Ik werd vanmorgen anders wakker en heb vannacht wéér goed geslapen. Het valt op: het gaat anders. En dat is sinds afgelopen donderdagochtend toen ik tot mijn grote verbazing de nacht met terugwerkende kracht zelfs een tien gaf. Een tien!
De nachten beoordelen met cijfers dát zijn Monique en ik gaan doen na de eerste chemo’s vorig jaar. Beoordelen in cijfers van 1 tot 10, waarbij 1 een pijnlijke slapeloze nacht is en 10 een zalige variant waarover je graag wilt jubelen en natuurlijk alles wat daar tussen zit. Het werd een gewoonte in onze bijna dagelijkse app-wisselingen en antwoord op haar vraag in de ochtenden: ‘Hoe gaat het vandaag?’

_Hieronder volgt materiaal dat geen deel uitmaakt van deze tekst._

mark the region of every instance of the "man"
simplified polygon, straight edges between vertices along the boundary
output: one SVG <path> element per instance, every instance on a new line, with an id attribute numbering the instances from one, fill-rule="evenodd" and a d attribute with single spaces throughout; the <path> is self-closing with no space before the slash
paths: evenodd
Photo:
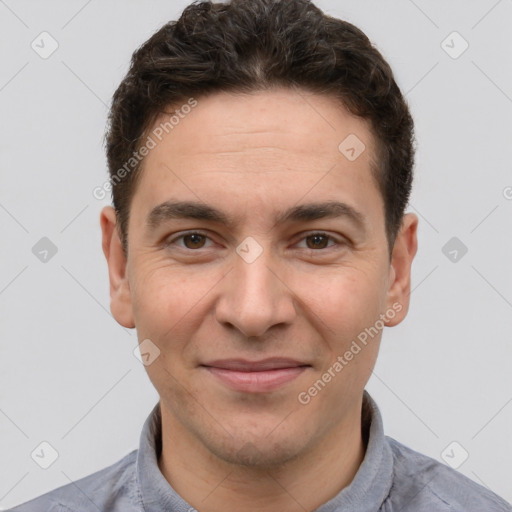
<path id="1" fill-rule="evenodd" d="M 360 30 L 306 0 L 193 4 L 109 121 L 111 310 L 160 401 L 139 450 L 14 510 L 512 510 L 384 436 L 364 389 L 418 218 L 413 122 Z"/>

Die ‘nacht van tien’ van afgelopen donderdag was een fantastische uitschieter naar boven. Ongekend! Ja, soms was er wel eens een zes, een magere zeven, maar zo lekker lang aan één stuk slapen zonder onderbrekingen, zonder pijn en pijnstillers, dát was zo zalig wakker worden. En nu net weer wakker worden met zo’n tevreden gevoel, het begint op te vallen. Zou er dan toch een stijgende lijn komen?
Het is zondag 15 september, aanstaande woensdag is het zes weken geleden dat ik de laatste bestraling onderging. Zes weken. De voorspelling was dat ik daarna in de herstelfase zou komen. Het lijkt begonnen die nieuwe fase. Ik ben ontroerd, blij en opgewonden. De tranen zitten hoog terwijl ik dit schrijf, maar in mijn borst voel ik opluchting.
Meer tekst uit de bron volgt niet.